El problema de nuestro tiempo somos nosotros mismos. Ha llegado el momento de plantear un estilo de vida que permita vivir a todo el mundo con los limitados recursos de los que disponemos. Es hora de empezar a pensar un tipo de felicidad compatible con el empobrecimiento y no con el enriquecimiento indefinido. Hay que abandonar la idea de que el futuro consiste en volver a los viejos buenos tiempos.
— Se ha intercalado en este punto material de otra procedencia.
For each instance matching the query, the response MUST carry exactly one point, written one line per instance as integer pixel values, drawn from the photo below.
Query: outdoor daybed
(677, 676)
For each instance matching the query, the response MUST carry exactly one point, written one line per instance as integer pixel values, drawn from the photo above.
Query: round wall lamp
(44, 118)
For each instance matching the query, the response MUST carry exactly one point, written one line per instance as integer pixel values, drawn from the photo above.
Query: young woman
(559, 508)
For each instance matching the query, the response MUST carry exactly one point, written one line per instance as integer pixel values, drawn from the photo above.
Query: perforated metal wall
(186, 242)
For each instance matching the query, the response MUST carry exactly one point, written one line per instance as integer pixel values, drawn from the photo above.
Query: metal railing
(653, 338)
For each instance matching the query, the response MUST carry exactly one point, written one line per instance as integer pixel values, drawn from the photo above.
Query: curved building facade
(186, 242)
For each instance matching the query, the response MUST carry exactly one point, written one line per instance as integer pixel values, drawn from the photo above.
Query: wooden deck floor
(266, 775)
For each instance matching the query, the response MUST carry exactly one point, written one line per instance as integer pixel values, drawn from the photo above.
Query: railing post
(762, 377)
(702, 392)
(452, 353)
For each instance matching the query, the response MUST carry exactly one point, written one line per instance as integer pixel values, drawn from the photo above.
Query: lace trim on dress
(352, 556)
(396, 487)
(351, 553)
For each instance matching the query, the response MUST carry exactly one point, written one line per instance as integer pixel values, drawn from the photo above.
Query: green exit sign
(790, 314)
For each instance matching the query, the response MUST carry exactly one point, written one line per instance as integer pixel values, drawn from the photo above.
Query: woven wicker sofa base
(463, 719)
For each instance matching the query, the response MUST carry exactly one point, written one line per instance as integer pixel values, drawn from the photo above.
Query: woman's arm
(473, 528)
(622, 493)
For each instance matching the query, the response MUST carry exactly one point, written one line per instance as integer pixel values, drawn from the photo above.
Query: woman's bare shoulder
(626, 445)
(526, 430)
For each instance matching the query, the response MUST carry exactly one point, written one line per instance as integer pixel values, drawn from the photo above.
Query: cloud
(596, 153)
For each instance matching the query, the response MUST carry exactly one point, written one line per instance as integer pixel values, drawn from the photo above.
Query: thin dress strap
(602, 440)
Si la humanidad fuera inteligente, sacaría provecho de los tres avisos. Pero los cambios históricos son en general producto de la necesidad más que de la inteligencia. El caso alemán es significativo. Lo que hizo cambiar a la ‘lideresa’ europea, Angela Merkel, no fue el miedo nuclear sino el miedo a perder las elecciones. No las razones sino los votos. El desastre electoral en Baden-Wüttenberg, el rico ‘Land’ feudo durante casi sesenta años de la derecha alemana, es la metáfora de la racionalidad política. De momento los ciudadanos están diciendo que no quieren vivir bajo la amenaza del peligro nuclear. Si son consecuentes dirán también que están dispuestos a vivir con menos. La política, que entre sus nobles funciones tiene la de hacer pedagogía, debería revisar su querencia a prometer lo imposible y ayudar a reconciliarnos con las posibilidades reales de la existencia.